Я наблюдал за поведением окружающих меня людей и удивлялся. Даже «Витязь», казалось бы, прошедший через все испытания, дал себе возможность расслабиться. Конечно, я не допускал мысли, что наш боевой командир не выдержит, и в самый ответственный момент его нервы сдадут. Но то, что он позволил себе в присутствии подчиненных вольность высказывать сокровенные мысли, ничего хорошего не обещало.
Что касается меня, то я сжал свои эмоции в кулак и был готов лишь к тому, чтобы выполнить приказ. Иначе не было смысла вообще находиться на этой ночной дороге.
Наконец от группы «Альфа-2», выдвинувшейся вперед и подошедшей вплотную к «Рубину», поступило сообщение: «Рубин» собирается оставить резиденцию и ночью, под покровом темноты отправиться в Москву.
Было уже около полуночи, когда «Витязь» по ЗАСу срочно вызвали в центр. Я был сильно встревожен: своей откровенной речью по рации, обращенной к руководителю группы «Альфа-2», он мог навлечь на себя неприятности.

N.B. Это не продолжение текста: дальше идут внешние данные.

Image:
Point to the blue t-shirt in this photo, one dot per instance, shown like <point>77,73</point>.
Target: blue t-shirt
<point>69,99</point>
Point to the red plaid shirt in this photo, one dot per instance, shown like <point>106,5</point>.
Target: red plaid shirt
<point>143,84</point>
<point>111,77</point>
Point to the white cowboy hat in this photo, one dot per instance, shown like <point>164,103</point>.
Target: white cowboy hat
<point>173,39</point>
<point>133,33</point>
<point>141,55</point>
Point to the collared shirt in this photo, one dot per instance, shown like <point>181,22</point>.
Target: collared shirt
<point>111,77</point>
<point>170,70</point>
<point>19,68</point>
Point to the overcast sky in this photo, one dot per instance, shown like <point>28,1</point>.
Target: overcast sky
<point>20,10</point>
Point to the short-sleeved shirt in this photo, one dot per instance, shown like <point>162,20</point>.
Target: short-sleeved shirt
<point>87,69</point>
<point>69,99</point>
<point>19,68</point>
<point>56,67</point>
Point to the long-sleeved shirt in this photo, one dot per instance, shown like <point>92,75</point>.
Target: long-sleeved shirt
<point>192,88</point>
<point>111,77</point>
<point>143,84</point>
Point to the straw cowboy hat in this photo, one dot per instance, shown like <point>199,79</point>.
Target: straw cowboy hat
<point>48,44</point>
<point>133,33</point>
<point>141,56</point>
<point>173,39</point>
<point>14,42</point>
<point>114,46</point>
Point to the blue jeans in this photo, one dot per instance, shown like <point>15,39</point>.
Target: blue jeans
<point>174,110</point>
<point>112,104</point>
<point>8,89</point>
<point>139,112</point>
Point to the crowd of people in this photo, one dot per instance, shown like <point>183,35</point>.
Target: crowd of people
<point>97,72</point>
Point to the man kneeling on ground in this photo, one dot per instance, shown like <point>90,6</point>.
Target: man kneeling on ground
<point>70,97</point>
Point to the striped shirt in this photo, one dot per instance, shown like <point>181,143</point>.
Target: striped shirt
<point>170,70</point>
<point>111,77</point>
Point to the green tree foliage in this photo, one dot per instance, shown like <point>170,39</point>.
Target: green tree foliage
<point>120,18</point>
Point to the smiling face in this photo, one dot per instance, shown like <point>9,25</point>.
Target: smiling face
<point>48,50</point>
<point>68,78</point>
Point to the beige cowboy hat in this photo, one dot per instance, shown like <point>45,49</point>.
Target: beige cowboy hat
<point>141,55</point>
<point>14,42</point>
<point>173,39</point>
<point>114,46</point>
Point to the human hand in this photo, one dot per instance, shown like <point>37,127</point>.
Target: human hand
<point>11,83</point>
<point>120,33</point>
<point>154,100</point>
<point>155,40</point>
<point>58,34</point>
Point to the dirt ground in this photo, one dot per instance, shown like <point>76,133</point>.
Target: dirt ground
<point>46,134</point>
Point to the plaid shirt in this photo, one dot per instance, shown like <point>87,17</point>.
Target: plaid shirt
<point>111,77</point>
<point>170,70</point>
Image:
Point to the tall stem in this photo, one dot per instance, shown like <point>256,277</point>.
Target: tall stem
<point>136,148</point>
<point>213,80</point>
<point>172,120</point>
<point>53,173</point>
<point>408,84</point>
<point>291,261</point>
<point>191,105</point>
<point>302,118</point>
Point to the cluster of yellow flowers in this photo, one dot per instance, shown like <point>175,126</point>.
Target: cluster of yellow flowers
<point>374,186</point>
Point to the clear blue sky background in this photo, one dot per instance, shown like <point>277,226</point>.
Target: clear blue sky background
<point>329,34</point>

– Старшим назначаю Первого, – сказал командир. – Надеюсь, что до особых распоряжений вернусь. Если же нет, то приказ получите прямо из центра.
Он уехал, а мы остались нести бессмысленное дежурство на пустынной дороге, связывающей автостраду с резиденцией президента. Некоторое время спустя я получил распоряжение «Витязя» пропустить в город две машины; он указал мне их номера.
«Творится непонятное, – размышлял я про себя, – какая же это мышеловка, если она выполняет роль проходного двора?»
Неясность мучила меня, и я с нетерпением ожидал возвращения «Витязя», чтобы получить конкретную информацию о происходящем.
Две машины, о которых предупреждал полковник, проехали мимо нашей засады в половине второго ночи. Через прибор ночного видения я успел разглядеть нескольких высокопоставленных чиновников правительства и Верховного Совета.
А через полчаса мы задержали автомашину с иностранными номерами, которая пыталась проскочить к резиденции «Рубина». Уставшие от безделья ребята набросились на нарушителей. Ими оказались журналисты телекомпании СИ-ЭН-ЭН. Одного из них по документам звали Майк Кенди, второго – Стив Тойнби. Кроме камер с запасом чистых кассет, в их джипе ничего подозрительного мы не обнаружили.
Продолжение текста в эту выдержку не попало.